Manteca Mayor Ben Cantu wants Airport Way and Lathrop Road repaired before the city spends $820,000 on a preservative slurry coating to make sure the streets within the Del Webb at Woodbridge neighborhood streets don’t start deteriorating to avoid significantly higher replacement costs down the road.

It is why Cantu thinks the city has its priorities wrong when it comes to its ongoing street maintenance program. On Tuesday he pushed to have money diverted from newer neighborhoods to older neighborhoods such as Shasta Park, Springtime Estates and Mayors Park.

“It looks pretty good right now,” Public Works Director Mark Houghton said of the streets in the Del Webb neighborhood. “The intention of this project is to make sure it stays in that condition for the longest time at the lowest cost,” Houghton said.

Cantu, for his part, said he understood “covering (Del Webb streets) with oil will give it more life but the other subdivisions are dead already.
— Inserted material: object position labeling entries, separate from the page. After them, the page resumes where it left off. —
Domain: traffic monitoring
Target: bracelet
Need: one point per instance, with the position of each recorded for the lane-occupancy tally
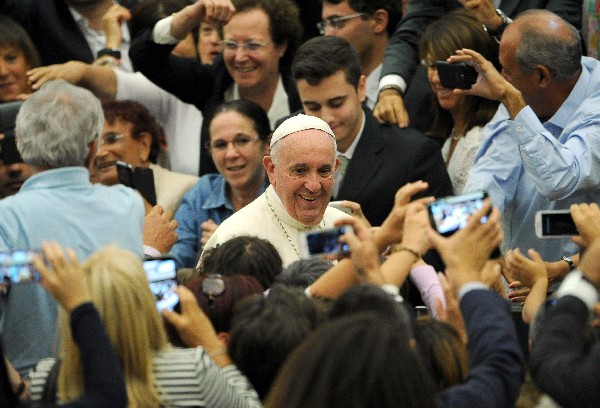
(217, 352)
(400, 248)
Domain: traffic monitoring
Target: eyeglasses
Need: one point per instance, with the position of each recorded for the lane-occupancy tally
(250, 46)
(213, 286)
(110, 138)
(337, 22)
(239, 142)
We need to spend some money to bring them back to life.”

The council ultimately decided to hold off on making any decision on the annual pavement maintenance program that this year included the $820,000 for 18 lane miles of streets in the Del Webb neighborhood until staff provides them with an overall review of the city’s street maintenance program. None of the council members with the exception of Debby Moorhead were in office the last time the pavement management program was updated.

Cantu is not the first mayor to question the staff’s rationale. Former Mayor Steve DeBrum did the same thing when the city several years ago  was getting ready to seal coat streets around Woodward Park.
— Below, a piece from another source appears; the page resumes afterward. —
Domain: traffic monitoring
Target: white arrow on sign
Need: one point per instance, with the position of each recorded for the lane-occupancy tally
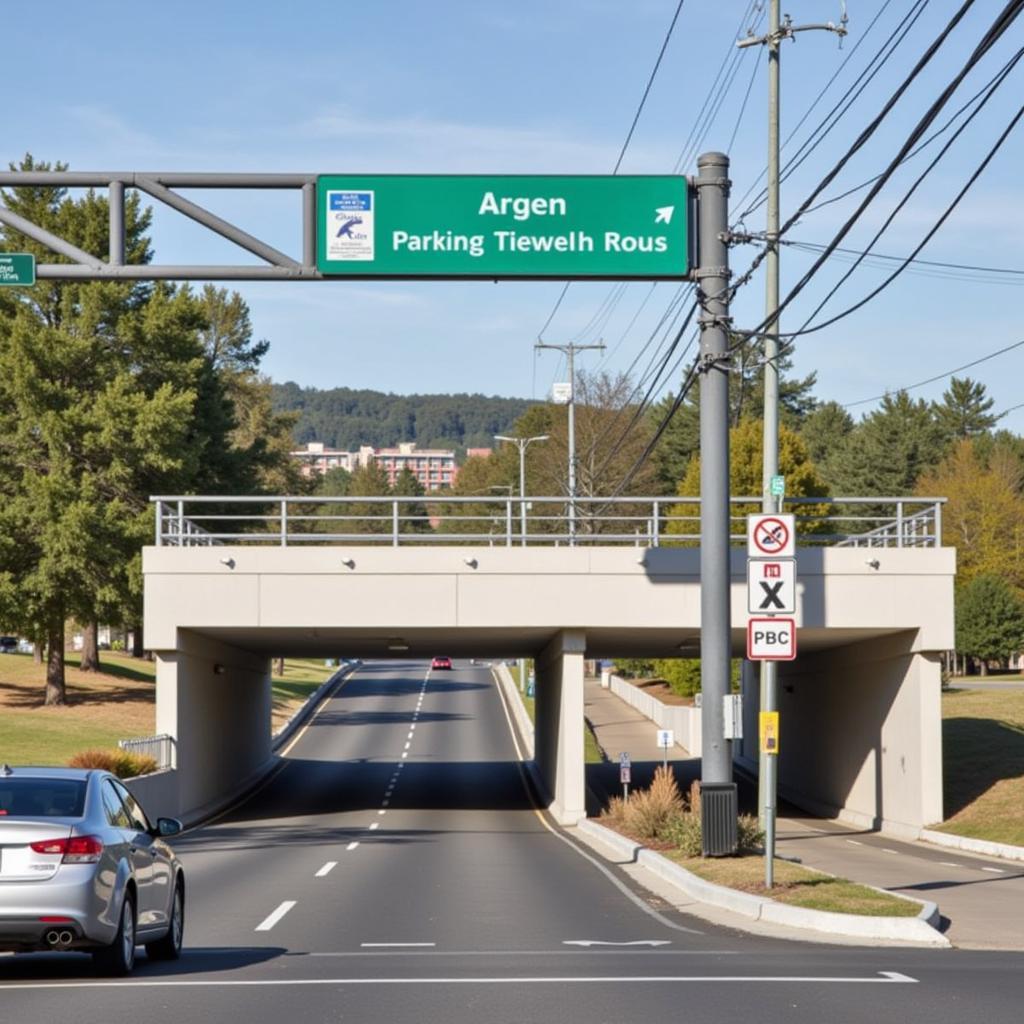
(601, 942)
Houghton gave the same explanation to Cantu as he did to DeBrum: Preventative work is significantly less expensive than reconstruction.

Such a strategy was adopted a number of years ago by previous councils — and re-affirmed in 2014 — based on a pavement management update by street pavement experts from Harris & Associates,

The firm surveyed 219 miles of municipal streets in 2014. The survey excluded all streets that had either been put in place or had maintenance done on them within the previous two years. 

The 2014 report concluded Manteca needed to spend $37.5 million by the end of 2019 to prevent 180.14 miles of city streets from deteriorating to a point they need evenly costlier reconstruction. Based on spending since the report was presented, the city has spent at least $25 million less than they needed to do in the past five years simply because they didn’t have the funds.

The report noted “delays in repairs can result in costs increasing as much as 30-fold. In other words, it is not simply ‘pay today or pay tomorrow’ but rather a ‘pay today or pay more tomorrow’ proposition.” Overall pavement maintenance cost is reduced by the timely application of crack seals and slurry seals before the subgrade fails and requires pavement reconstruction.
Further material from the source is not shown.